The town of Ellery and the Village of Bemus Point are the only municipalities that have supported the plan. The Chautauqua Lake Partnership and the Chautauqua Lake Property Owners Association have adopted the plan. Other towns and villages as well as Chautauqua County, and the Chautauqua Lake and Watershed Management Alliance
have not adopted the plan.
“There are other studies available out there that are in progress that we’d also potentially benefit from drawing from,” Shedd noted.
Shedd added that there have been negative opinions by other lake groups based on what is included in NC State’s plan, but he is not against it.

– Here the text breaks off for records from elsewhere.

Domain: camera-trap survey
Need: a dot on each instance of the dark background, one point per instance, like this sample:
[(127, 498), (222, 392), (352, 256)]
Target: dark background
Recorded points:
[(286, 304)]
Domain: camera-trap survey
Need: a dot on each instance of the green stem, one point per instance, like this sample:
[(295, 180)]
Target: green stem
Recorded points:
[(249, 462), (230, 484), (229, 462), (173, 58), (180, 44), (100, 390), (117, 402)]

“I don’t personally have an issue with it (NC State’s plan), but I also wanted to say, in step with Chautauqua Lake and Watershed Management Alliance, because that organization has been leading the effort behind the lake management, and I think if we want to all truly stay on the same page, that’s the way to approach it,” Shedd said.
Jones noted that the ‘open’ plan means just that – it is open to other organizations to give input about the lake.
“We all want what’s best for the lake,” Troche said. “I don’t think a ‘yes’ or ‘no’ vote shows our intentions for the future of Chautauqua Lake. We just disagree on how to get there.”
In other business:
The board adopted an alternative veterans exemption. Holcomb said the town of Busti offers the exemption as well as Southwestern Central School. He added that 57 village veterans are eligible for the exemption. The vets would receive an exemption on their village taxes, school taxes, and town taxes. Holcomb said there are different classifications where a wartime vet would receive a $12,000 exemption, a combat zone vet would receive a $20,000 exemption, and a disabled vet would receive $40,000 exemptions. The exemptions, Holcomb noted, would come off their property assessments.
“I think it’s a wonderful thing for the community and the village to recognize the service of the men and women in our community who have given so much,” said Ted McCague, village historic preservation committee chairman.